Ex Libris: Confessions of a Common Reader
by Anne Fadiman
Farrar, Strauss and Giroux, 1998
A sonnet might look dinky, but it was somehow big enough to accommodate love, war, death, and O. J. Simpson. You could fit the whole world in there if you shoved hard enough.
The above quote could just as easily describe this wonderful book of essays as sonnets. It is a small book, but so large in bookish scope and quotable bits and things to think about that I am afraid this review may be fairly long. It's a book that makes me excited about reading. I don't need much encouragement, it's true, but maybe I have lately; maybe this book has hit me at just the right time.
is a smallish collection of essays on books, reading, literature, and literary lives by editor and writer Anne Fadiman. The essays are short -- five or six pages each -- and they fly by too quickly. I actually felt quite saddened that there were no more at the end, and that's always a good feeling when it comes to books.
I think what I like most is that I don't always agree with Fadiman; I felt more like I was having a discussion with her as I read -- well, she was persuading and orating, and I was interjecting and commenting. I think she's fascinating, I learned many things, I love her outlook on reading and most things literary, but. This is a woman, who in the same essay, can write the absolutely marvelous sentence:
I can think of few better ways to introduce a child to books than to let her stack them, upend them, rearrange them, and get her fingerprints all over them.
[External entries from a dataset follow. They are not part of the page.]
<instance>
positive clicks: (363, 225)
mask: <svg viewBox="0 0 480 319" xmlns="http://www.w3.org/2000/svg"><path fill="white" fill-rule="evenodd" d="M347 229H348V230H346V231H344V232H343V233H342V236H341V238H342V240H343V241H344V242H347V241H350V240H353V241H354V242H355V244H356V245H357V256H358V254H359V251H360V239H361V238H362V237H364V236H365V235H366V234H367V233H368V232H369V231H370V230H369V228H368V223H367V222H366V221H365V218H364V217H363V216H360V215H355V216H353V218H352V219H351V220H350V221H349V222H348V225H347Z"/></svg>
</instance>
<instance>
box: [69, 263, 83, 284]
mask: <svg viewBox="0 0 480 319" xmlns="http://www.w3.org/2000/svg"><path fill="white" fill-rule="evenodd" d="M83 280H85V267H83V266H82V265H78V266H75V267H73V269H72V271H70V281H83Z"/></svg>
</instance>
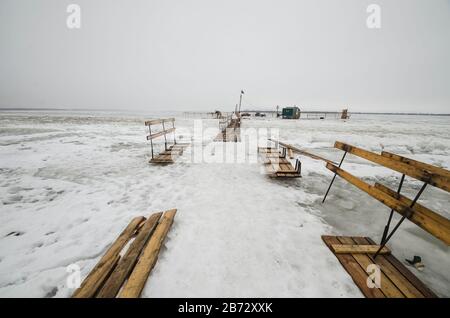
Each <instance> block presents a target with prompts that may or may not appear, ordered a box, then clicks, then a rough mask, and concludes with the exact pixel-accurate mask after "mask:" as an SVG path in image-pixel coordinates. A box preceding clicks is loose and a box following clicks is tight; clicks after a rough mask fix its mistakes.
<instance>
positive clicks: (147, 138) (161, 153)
mask: <svg viewBox="0 0 450 318" xmlns="http://www.w3.org/2000/svg"><path fill="white" fill-rule="evenodd" d="M167 124H171V126H172V127H170V128H166V125H167ZM145 125H146V126H148V129H149V135H148V136H147V140H150V144H151V147H152V158H151V159H150V163H158V164H169V163H173V162H174V159H175V158H176V157H178V156H181V155H182V154H183V150H184V149H185V148H186V147H187V146H188V145H189V144H185V143H184V144H180V143H177V140H176V138H175V118H168V119H152V120H147V121H146V122H145ZM155 125H161V126H162V130H160V131H157V132H152V126H155ZM171 133H173V145H171V146H168V141H167V135H168V134H171ZM159 137H164V151H163V152H161V153H159V154H157V155H155V154H154V144H153V139H155V138H159Z"/></svg>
And then she will go on to write in the same essay,
Our father's library spanned the globe and three millenia, although it was particularly strong in English poetry and fiction of the eighteenth and nineteenth centuries. The only junk, relatively speaking, was science fiction;
Which makes me want to bash the book against the wall. It's not just that it's a horribly snobby thing to write (because I have come, at this point, to the conclusion that Fadiman comes by her literary snobbery honestly, and some people are like that, and fine) but it makes me sad for her. If an entire genre like science fiction (and what must she think of fantasy? or god forbid, romance?) can be dismissed so easily, how much she is missing. The remarkable, brain-tingling writing of Samuel Delany, for example, is better than most literary fiction I have read. Ursula K. Le Guin, with things to say about gender and belonging and truth and loyalty in the most creative ways. Entire challenging, interesting, shining works of art dismissed as junk because they happen to be written in genre. I know I can be a bit sensitive to this, but that sort of thing always feels like a punch in the gut, a complete dismissal of something that I both enjoy for fun and intellectually.
It is a testament to how much I enjoy these essays that I didn't throw the book, and in fact just shook my head in bemusement and kept reading. Because, like there is more to science fiction than space ships and aliens, there is far more to these essays than one throwaway comment, telling though it is. And it doesn't hurt, once in a while, to think about what it is I love about reading, and why I like reading what I do, and what books mean to me. And think, in detail, about how I might defend that position to someone like Fadiman -- or whether or not it needs to be defended at all.
Other essays are about books as objects, about used bookstores, about compulsive proofreading, about personalized inscriptions, about marrying personal libraries when the owners marry, and one of my favourites: an essay about the his/her dilemma. It deals with Fadiman's personal wrestling with gendered language, about the difficulty of sometimes placing equality over beauty in a sentence, and why it is necessary. From that came the following passage:
Long ago, my father wrote something similar: "The best essays [do not] develop original themes. The develop original men, their composers." Since my father, unlike E. B. White, is still around to testify, I called him up last night and said, "Be honest. What was really in your mind when you wrote those sentences?" He replied, "Males. I was thinking about males. I viewed the world of literature -- indeed, the entire world of artistic creation -- as a world of males, and so did most writers. Any writer of fifty years ago who denies that is lying. Any male writer, I mean."
I believe that although my father and E. B. White were not misogynists, they didn't really see women, and their language reflected and reinforced that blind spot.
This is particularly interesting to me given that Fadiman's father and E. B. White were both married to very accomplished women of letters, and both relied on them for artistic assistance and delighted in sharing the world of literature with them. Fascinating, thought-provoking stuff.
Fadiman is not a common reader, nor is she a common writer. She is erudite, clever, interesting, funny, and replete with new and unusual words (I am going to follow her example and list words in this book that I have never encountered before -- it is going to be a long one). It occurs to me that someone less talented may have come off as patronizing or full-of-herself, but Fadiman's essays come off instead as full of joie de vivre and completely, head-over-heels in love with language and the written word. She isn't using her fancy words to impress. She is using them because they exactly embody what she wants to say, and she just happens to have them handy for use. Her vocabulary becomes a gift to the reader.
This book is delightful, and I need to find my own copy. I'll also be keeping an eye out for her newer collection of essays, At Large and at Small. I recommend Ex Libris highly to anyone who loves reading, language, and most especially books.